Nixon brought his 5-year-old son with him to the initially peaceful rally to be a part of something important; “We wanted to have our voices to support [Philando] Castile and Alton Sterling.” After what Nixon believes was a separate group arrived expressing their anger, he decided it best to take his son and leave, and it was while making his way to his car that the first shots from the sniper rang out.
“I hate that this is what actually will be remembered,” he said in his interview with MSNBC. “That the worst of people will give us a perception of our people.

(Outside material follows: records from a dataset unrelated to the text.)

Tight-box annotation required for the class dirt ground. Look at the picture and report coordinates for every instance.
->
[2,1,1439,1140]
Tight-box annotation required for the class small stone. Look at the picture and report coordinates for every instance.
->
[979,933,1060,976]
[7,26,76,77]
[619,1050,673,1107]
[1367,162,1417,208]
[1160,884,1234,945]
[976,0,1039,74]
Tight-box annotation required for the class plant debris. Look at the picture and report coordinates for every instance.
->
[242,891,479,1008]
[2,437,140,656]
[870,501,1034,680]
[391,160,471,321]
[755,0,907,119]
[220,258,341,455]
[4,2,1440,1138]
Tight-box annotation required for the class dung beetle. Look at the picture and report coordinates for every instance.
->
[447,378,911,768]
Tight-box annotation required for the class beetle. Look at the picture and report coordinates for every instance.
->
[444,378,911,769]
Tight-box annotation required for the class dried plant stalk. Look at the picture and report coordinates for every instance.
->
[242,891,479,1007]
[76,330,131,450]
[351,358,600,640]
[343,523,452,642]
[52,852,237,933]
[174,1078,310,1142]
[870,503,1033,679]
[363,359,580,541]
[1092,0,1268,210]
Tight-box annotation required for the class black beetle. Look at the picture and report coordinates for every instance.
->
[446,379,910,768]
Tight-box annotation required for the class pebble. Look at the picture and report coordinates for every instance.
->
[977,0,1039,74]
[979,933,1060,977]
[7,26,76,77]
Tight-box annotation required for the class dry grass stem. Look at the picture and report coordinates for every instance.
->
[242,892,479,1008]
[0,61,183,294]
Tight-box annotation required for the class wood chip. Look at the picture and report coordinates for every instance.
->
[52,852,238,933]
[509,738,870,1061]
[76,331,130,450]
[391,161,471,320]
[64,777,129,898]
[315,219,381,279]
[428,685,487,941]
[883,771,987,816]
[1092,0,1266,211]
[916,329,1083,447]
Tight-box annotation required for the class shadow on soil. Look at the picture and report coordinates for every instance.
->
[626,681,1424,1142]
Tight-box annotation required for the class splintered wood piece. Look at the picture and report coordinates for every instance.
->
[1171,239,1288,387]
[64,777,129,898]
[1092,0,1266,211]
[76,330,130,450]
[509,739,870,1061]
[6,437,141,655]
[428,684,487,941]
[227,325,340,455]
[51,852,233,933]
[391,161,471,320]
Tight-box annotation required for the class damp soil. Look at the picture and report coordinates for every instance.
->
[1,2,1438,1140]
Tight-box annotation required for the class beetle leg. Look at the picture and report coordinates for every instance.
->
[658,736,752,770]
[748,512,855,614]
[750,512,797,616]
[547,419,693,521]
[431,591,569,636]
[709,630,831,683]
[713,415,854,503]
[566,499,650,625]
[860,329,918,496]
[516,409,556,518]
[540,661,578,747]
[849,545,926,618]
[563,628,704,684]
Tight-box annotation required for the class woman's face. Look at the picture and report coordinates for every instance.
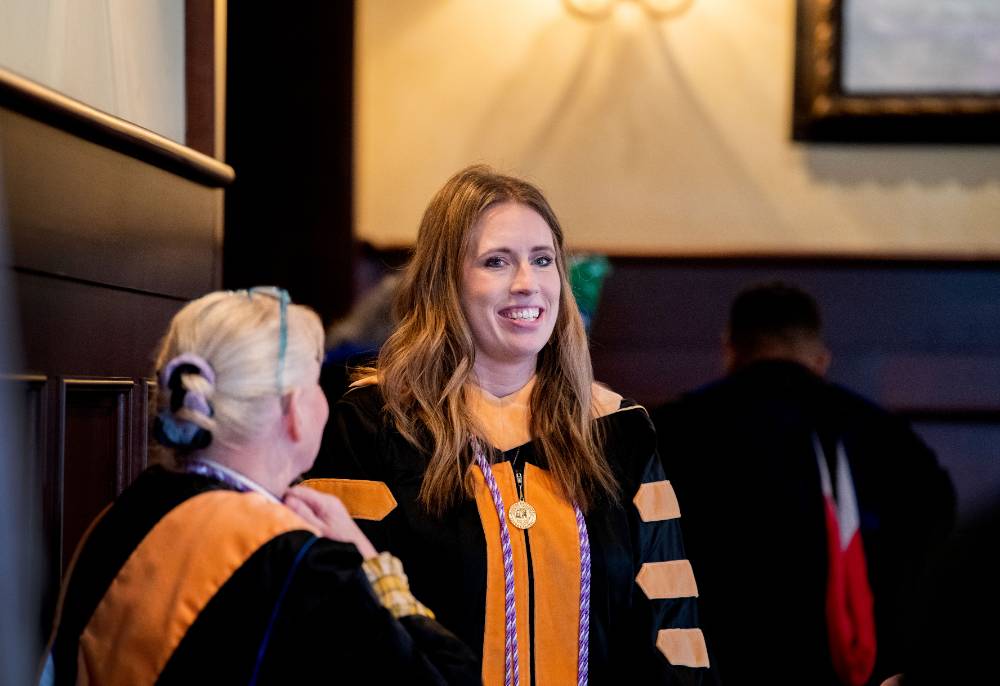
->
[460,202,561,375]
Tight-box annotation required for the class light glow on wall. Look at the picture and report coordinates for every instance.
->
[355,0,1000,257]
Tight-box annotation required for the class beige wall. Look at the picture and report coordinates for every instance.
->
[0,0,186,143]
[355,0,1000,256]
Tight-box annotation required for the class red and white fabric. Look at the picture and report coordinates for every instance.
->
[814,436,877,686]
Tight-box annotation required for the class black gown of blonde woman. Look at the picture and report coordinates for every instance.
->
[42,466,478,685]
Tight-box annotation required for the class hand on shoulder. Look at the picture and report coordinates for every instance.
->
[284,485,378,559]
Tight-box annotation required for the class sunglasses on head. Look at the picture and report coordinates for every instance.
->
[244,286,291,394]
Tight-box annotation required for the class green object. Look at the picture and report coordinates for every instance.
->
[568,254,612,333]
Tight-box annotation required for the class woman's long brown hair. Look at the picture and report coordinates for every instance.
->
[376,165,618,516]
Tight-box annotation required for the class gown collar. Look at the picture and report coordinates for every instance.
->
[467,377,536,452]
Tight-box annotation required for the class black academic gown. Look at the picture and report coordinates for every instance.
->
[43,466,478,685]
[653,359,955,686]
[897,501,1000,685]
[308,382,715,685]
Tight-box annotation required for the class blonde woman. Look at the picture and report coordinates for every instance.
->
[42,288,477,685]
[306,166,713,684]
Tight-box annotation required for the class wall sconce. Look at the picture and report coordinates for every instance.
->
[564,0,694,21]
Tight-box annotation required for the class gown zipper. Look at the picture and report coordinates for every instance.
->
[511,457,537,686]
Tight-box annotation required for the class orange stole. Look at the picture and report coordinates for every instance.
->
[471,461,582,685]
[299,478,397,520]
[76,491,317,686]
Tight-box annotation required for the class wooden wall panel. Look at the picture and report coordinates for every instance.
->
[185,0,219,158]
[12,270,184,378]
[589,258,1000,410]
[1,108,221,299]
[60,379,137,574]
[587,257,1000,522]
[1,67,233,642]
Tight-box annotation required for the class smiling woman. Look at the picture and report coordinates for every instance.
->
[461,202,561,392]
[306,165,715,685]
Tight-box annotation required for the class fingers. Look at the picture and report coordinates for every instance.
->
[283,487,377,558]
[285,485,350,520]
[353,534,378,560]
[284,494,328,532]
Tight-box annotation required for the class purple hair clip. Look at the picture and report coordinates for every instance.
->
[160,353,216,418]
[160,353,216,388]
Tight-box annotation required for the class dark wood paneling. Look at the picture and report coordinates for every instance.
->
[60,380,135,575]
[185,0,218,158]
[1,71,227,645]
[589,259,1000,411]
[2,372,151,639]
[587,257,1000,523]
[12,270,184,379]
[2,109,222,299]
[224,1,354,323]
[136,379,154,481]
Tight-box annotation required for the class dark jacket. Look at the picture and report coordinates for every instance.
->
[653,360,955,686]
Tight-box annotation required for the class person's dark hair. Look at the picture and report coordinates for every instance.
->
[728,282,822,356]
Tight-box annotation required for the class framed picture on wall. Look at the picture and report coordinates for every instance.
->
[792,0,1000,142]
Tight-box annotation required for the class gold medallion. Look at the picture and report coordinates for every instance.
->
[508,500,537,530]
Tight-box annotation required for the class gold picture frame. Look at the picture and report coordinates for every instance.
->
[792,0,1000,142]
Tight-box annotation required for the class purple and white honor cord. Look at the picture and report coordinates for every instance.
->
[473,443,592,686]
[574,500,591,686]
[474,445,521,686]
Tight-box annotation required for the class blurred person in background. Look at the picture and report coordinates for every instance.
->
[653,282,954,686]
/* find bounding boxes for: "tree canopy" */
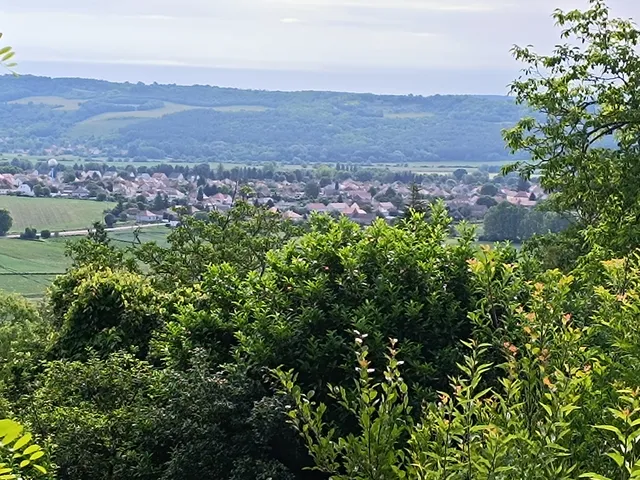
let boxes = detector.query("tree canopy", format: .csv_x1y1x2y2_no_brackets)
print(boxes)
504,0,640,255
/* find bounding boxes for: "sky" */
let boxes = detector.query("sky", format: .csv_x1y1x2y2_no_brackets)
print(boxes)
1,0,638,95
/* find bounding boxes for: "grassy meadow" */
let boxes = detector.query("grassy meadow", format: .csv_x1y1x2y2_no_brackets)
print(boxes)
0,226,170,298
0,196,115,233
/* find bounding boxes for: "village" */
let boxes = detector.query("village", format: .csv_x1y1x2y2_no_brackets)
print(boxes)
0,160,547,227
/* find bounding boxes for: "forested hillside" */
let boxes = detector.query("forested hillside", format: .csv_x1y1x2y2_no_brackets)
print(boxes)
0,75,527,162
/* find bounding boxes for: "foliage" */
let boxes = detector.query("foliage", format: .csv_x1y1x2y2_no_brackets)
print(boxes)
0,209,11,236
0,418,50,479
0,75,527,162
155,202,478,402
39,230,50,239
0,34,17,73
483,202,569,242
103,213,115,227
0,291,52,401
19,228,38,240
154,354,299,480
25,353,162,480
503,0,640,255
49,267,165,360
279,248,640,479
480,183,498,196
136,201,301,287
277,334,411,479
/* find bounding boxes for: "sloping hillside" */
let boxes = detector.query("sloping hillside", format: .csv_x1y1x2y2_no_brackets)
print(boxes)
0,75,528,162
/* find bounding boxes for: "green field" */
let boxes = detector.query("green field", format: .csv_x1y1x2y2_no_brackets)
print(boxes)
68,102,203,138
0,197,115,233
67,102,270,138
8,95,83,111
0,226,170,298
0,238,69,298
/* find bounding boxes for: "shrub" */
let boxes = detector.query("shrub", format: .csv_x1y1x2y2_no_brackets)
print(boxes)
40,230,51,239
19,228,37,240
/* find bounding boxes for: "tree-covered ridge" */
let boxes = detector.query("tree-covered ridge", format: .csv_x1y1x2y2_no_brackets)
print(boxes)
0,75,528,162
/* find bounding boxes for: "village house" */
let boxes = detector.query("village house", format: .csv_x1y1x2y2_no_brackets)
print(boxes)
17,184,34,197
282,210,304,222
305,203,329,214
136,210,163,223
327,202,349,212
71,187,90,198
349,190,373,204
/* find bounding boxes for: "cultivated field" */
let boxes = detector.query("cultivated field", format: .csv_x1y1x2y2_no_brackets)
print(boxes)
0,226,170,298
68,102,270,138
67,102,202,138
0,196,115,233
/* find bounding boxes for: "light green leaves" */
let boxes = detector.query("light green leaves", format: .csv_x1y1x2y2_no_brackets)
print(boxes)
0,419,48,478
0,35,17,72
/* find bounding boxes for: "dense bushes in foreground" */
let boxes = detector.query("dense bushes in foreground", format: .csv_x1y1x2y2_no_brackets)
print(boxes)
0,200,638,480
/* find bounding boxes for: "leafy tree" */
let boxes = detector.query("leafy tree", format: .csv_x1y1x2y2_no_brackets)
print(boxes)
153,193,168,211
483,202,526,242
503,0,640,255
160,203,477,400
406,182,427,214
135,202,300,288
119,212,128,222
50,267,165,360
19,228,37,240
0,291,52,401
480,183,498,196
40,229,50,239
0,209,11,236
96,192,107,202
476,195,498,208
453,168,467,181
304,181,320,199
27,354,163,480
63,172,76,183
104,213,116,227
196,187,204,202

Nixon recalls his thoughts during the shooting:
“You start to think it’s me against the world. And with that type of mentality, we’ll implode as a people. We’ll implode not as ethnicity as a people, but as a people, period. We’re all one race at the end of the day. If we get a ‘me against the world’ mentality ― last night I was thinking, maybe it’s not black lives matter or all lives matter, maybe it’s just my life matters. Maybe it’s just my family’s life matters. I had to recover from that spiritually.”
In regards to the challenges Nixon has faced himself in the past, he shared a story of how police officers helped him to turn his life around:
“At a point in my life, I sold drugs, and the honest truth is that the mercy that was extended to me wasn’t by other drug dealers, it wasn’t by African-American men, but it was by two Anglo-American officers that found me with drugs and they extended me mercy, and from there I was able to be a husband. I was able to be a father. I’m a pastor and a preacher now. And at the same time, when I’m in a three-piece suit, from the police I’m treated worse than when I was a thug.
“So it proves to me that everybody’s not bad,” he continued. “That everybody wearing a badge is not bad. That every African-American is not bad. But we have to change our concepts. We have to change our ideology in this country. We’re so segregated in everything. We’re segregated in our schools still. We’re segregated in our religion. We’re segregated in churches. And it destroys us.”
Nixon is concerned the shooting will further inflame tensions between police and the community, or allow people to justify prejudiced views:
“But I think that the best thing we can do is to value lives over the economy. I think that’s one of our biggest problems in America is that the economy is stronger than our moral fiber. Our desire for prosperity is so much greater than our desire to be moral, to be humane, to love, to care, that we’ll risk our children, we’ll risk the sanctity of marriage or anything just for money. Just to stay on top as a nation. What we don’t understand, I think, is that when we lose our heart, when we lose our souls, we’re really the bottom, we’re really the worst of people no matter how materially rich we are.”